Es gibt gewisse Fälle im Erbschaft- und Schenkungsteuerrecht, bei denen die voraussichtliche (durchschnittliche) Lebenserwartung des Steuerpflichtigen von Bedeutung ist. Dazu greift die Finanzverwaltung auf so genannte Sterbetafeln des Statistischen Bundesamts zurück. Aus den Sterbetafeln wiederum ergeben sich Vervielfältiger, die das Bundesfinanzministerium jeweils veröffentlicht. Die Werte werden nach Männern und Frauen getrennt ermittelt, da Frauen - durchschnittlich betrachtet - länger leben als Männer. Der Bundesfinanzhof hat entschieden, dass die Verwendung von geschlechtsspezifischen Sterbetafeln bei der Bewertung lebenslänglicher Nutzungen und Leistungen für Zwecke der Erbschaft- und Schenkungsteuer nicht gegen das verfassungsrechtliche Diskriminierungsverbot aus Art. 3 Abs. 3 Satz 1 GG verstößt (BFH-Urteile vom 20.11.2024, II R 38/22, II R 41/22 und II R 42/22).
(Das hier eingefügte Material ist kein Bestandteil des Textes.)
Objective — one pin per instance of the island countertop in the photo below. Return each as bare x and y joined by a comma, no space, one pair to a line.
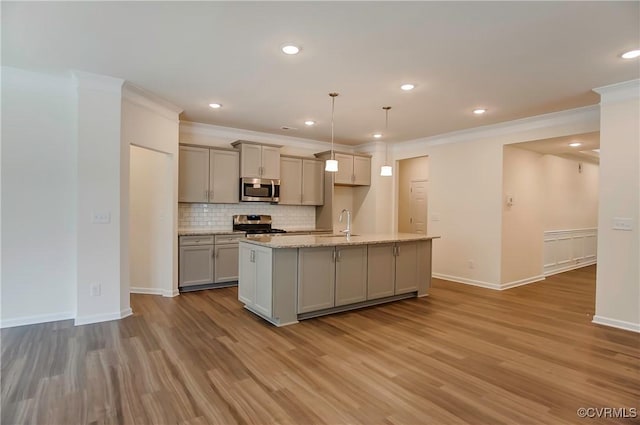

Der Vater schenkte seinen Kindern im Rahmen der vorweggenommenen Erbfolge Anteile an einer GmbH. Er behielt sich aber den lebenslangen unentgeltlichen Nießbrauch an den übertragenen Anteilen vor. Bei der Festsetzung der Schenkungsteuer gegenüber den Kindern zog das Finanzamt von dem Wert der Anteile den Kapitalwert des Nießbrauchsrechts des Vaters ab, da der Nießbrauch die Bereicherung der Kinder und die Bemessungsgrundlage für die Schenkungsteuer minderte. Den Kapitalwert ermittelte es durch Multiplikation des Jahreswerts des Nießbrauchs mit einem Vervielfältiger, der der amtlichen Sterbetafel zu entnehmen war. Die Kinder machten geltend, dass die Ermittlung des Kapitalwerts lebenslänglicher Nutzungen und Leistungen anhand unterschiedlicher Vervielfältiger für Männer und Frauen gegen Art. 3 Abs. 3 GG verstoße. Doch dem sind die Richter nicht gefolgt.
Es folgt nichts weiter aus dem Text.